Zahlreiche Heldengeschichten zwischen Brasilien und Portugal wurden mit der Gitarre geschrieben, von Baden Powell bis Carlos Paredes. Mit dem jungen Portugiesen Norberto Lobo wird ein neues Kapitel aufgeschlagen. Lobo, Jahrgang 1982, besuchte keine Musikhochschule, und seine Musik gehört auch keiner Schule an. Aber sie fliegt geradezu durch die Historie, ist zutiefst geprägt von der Bossa Nova, zehrt aber auch von Bluegrass, Jazz, British Folk, der „New Primitive“-Schule um John Fahey oder der atonalen Klang-Ästhetik der Neuen Musik.

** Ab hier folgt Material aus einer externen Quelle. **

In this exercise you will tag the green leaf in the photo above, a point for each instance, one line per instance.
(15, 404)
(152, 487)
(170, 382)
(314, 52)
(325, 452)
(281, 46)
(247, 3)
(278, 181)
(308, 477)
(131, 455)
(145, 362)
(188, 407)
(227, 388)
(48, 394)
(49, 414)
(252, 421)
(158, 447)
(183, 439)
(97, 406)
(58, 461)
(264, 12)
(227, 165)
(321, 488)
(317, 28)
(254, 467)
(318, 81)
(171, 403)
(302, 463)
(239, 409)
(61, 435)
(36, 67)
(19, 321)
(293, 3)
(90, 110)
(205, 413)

Sie lässt die E-Gitarre oder sogar die Tambura mitklingen, eine östliche Cousine der Gitarre, ohne dass der Charakter des Musikers je hinter Zitathaftigkeit verschwindet. Lobo selbst sagt, er höre bei Kollegen „nie den Stil, sondern immer den Musiker“. Genau so sollte seine Musik gehört werden, aber ehrlich gesagt: Bei ihm geht es gar nicht anders.